I took a deep breath, steadied myself and began making supper. He came in all smiles and began washing up. I started one of his videos and cranked the volume. I have no idea what he had been telling me about, just waited for him to hear the computer. It wasn’t the reaction I expected. When he heard his first reaction was to ask me what I thought I was watching. I ask him how his conscience was as he past through to look at the computer. He said it was fine. I guess I expected groveling, pleading for forgiveness, excuses. He actually left the video playing and came back to the kitchen with a sheepish grin. He told me he was working on his problem and that he was much better than he had been. He held his arms out as he got closer and almost laughed when I stepped back and told him I would rather beat him to a pulp than embrace him. He acted like I was over reacting; it was really not that big of a deal. I walked out, had to get away from him to think. I got in my truck and left, it was well after dark when I came home again. I had come to the conclusion that I would carry on as if nothing had happened at least when anyone else was around. My Dad was only a week away from major heart surgery and there was no way I wanted to be the cause of any more stress in my parents lives right then.

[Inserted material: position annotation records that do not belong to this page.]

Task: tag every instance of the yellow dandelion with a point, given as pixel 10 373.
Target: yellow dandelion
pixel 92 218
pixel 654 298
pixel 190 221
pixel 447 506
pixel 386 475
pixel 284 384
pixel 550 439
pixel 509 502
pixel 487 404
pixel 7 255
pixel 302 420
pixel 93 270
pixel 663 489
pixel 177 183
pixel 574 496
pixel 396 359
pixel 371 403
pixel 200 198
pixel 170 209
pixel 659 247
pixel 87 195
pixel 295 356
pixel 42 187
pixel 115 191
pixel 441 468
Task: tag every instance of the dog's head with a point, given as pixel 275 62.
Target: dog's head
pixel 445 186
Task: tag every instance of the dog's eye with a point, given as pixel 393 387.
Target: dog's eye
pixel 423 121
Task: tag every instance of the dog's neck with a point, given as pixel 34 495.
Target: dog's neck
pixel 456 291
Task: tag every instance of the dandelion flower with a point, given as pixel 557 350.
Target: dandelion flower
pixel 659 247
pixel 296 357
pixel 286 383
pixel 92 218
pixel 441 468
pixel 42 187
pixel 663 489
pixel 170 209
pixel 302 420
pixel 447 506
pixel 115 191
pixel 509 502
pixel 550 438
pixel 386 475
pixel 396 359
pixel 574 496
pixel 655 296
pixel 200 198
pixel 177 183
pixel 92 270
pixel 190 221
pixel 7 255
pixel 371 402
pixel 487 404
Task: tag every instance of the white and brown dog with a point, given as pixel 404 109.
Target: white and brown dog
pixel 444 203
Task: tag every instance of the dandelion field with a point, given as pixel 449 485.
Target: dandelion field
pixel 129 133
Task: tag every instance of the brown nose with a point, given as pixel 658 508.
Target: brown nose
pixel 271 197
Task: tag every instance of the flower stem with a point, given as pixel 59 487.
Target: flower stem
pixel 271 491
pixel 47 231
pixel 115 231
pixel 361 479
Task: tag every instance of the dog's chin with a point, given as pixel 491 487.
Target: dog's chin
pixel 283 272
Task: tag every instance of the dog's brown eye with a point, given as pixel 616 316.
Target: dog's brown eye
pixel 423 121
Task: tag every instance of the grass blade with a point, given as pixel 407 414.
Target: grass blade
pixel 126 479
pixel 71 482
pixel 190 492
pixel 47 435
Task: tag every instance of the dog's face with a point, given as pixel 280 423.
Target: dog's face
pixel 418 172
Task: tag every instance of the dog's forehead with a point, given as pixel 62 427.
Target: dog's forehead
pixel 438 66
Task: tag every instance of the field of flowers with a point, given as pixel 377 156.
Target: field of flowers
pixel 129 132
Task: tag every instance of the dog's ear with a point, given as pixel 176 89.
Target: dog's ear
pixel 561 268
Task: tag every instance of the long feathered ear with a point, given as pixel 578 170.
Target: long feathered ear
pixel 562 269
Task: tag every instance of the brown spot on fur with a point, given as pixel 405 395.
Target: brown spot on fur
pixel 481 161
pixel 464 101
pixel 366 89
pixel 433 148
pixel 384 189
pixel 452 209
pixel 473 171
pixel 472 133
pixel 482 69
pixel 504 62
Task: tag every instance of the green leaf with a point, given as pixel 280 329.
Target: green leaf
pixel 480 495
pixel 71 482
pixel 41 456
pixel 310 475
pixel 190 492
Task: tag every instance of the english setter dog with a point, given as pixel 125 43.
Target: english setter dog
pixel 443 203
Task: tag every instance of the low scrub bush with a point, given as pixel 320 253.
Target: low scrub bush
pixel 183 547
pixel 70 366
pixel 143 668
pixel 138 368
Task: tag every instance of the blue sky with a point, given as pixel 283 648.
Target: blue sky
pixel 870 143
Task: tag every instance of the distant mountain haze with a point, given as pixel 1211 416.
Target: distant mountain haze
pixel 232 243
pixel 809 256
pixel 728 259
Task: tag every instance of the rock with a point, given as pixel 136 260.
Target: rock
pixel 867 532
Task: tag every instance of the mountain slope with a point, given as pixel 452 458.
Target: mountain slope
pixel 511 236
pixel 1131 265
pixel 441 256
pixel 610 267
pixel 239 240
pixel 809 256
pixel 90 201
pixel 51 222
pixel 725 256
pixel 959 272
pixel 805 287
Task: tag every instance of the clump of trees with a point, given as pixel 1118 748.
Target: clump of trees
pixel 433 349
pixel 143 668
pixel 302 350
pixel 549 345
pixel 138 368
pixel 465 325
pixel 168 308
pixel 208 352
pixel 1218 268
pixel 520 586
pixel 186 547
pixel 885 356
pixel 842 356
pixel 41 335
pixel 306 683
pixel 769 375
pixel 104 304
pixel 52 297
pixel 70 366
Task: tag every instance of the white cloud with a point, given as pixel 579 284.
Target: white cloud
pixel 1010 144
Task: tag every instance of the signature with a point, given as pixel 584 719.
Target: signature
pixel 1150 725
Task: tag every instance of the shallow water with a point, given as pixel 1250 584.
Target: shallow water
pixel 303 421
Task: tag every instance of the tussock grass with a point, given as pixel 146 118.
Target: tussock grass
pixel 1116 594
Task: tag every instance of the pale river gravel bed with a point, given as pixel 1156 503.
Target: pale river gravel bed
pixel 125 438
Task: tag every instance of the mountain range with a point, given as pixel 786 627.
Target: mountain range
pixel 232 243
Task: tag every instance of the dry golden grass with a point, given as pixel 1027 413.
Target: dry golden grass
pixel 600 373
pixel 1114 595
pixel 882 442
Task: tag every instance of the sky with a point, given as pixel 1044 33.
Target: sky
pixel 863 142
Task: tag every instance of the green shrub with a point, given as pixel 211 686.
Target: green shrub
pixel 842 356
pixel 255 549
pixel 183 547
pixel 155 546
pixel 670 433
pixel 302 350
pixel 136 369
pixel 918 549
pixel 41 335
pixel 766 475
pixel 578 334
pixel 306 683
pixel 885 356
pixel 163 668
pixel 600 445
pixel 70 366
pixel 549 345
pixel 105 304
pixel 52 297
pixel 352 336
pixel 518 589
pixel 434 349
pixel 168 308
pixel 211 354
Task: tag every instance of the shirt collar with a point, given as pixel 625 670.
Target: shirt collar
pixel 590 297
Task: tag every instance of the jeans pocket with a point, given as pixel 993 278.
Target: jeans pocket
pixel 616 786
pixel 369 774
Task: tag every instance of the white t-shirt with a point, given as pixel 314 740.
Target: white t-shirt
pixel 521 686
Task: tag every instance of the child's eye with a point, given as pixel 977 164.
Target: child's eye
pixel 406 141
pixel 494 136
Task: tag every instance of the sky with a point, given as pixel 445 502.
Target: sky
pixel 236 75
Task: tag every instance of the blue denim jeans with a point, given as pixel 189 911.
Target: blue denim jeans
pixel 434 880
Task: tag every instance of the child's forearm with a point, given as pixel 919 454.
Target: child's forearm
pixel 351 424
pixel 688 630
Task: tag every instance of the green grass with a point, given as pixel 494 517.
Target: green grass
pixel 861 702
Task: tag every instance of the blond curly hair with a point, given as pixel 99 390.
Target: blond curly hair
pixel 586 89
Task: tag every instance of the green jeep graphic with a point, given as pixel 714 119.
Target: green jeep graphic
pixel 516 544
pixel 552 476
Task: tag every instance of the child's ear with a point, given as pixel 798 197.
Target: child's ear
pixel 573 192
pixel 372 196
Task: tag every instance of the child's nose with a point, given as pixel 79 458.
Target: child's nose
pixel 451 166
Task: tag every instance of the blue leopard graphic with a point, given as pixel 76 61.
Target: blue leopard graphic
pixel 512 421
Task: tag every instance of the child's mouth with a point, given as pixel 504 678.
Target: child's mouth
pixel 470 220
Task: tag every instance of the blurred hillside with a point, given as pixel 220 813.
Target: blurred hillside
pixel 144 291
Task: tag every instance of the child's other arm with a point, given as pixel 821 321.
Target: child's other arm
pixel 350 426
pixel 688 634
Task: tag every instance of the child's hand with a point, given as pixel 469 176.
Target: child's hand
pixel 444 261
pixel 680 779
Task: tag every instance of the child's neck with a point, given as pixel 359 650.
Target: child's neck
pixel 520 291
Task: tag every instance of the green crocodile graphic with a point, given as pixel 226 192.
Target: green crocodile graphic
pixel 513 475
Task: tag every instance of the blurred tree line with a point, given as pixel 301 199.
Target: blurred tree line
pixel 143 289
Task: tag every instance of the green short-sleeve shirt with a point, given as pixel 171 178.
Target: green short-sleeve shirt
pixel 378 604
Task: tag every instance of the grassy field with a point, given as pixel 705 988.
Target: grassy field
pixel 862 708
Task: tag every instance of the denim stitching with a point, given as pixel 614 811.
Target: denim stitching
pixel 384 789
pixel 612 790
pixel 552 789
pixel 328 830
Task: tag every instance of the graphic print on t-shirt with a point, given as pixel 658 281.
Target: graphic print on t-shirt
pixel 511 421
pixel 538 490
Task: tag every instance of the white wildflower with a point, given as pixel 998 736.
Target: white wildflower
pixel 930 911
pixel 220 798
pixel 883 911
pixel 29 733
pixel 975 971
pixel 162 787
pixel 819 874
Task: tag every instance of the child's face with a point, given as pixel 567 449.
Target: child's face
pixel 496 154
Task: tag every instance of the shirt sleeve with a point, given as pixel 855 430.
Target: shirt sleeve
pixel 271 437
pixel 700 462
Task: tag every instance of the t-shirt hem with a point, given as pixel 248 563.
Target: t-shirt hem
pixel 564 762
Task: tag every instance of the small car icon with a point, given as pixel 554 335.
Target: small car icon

He became more controlling
We fell into a routine. It wasn’t a good relationship, I was distant and he acted like he was just letting me work through my little fit. When we argued he would pout like a child, sometimes walk out in the middle of the night, his last words “if I don’t come back don’t worry.” I didn’t. He started to get more controlling. No longer giving his opinion but rather telling me the way things would be, what we bought and didn’t buy. He was either rude to my children when they came or he would leave while they were there.
My son was there one day working on a trailer he had just gotten. I still don’t know what was said between the two of them but my son left, very angry, and said he wouldn’t be back. My guy, ha, came to the house and told me he wanted to talk to me in the garage. I took my time getting there, about an hour I think. He was still furious. He told me how my son had thrown tools and motor parts around, he had been rebuilding an engine at the time. He stated that this was his place and my son was all done just showing up. He claimed he was considering getting a restraining order to keep my children away from then on.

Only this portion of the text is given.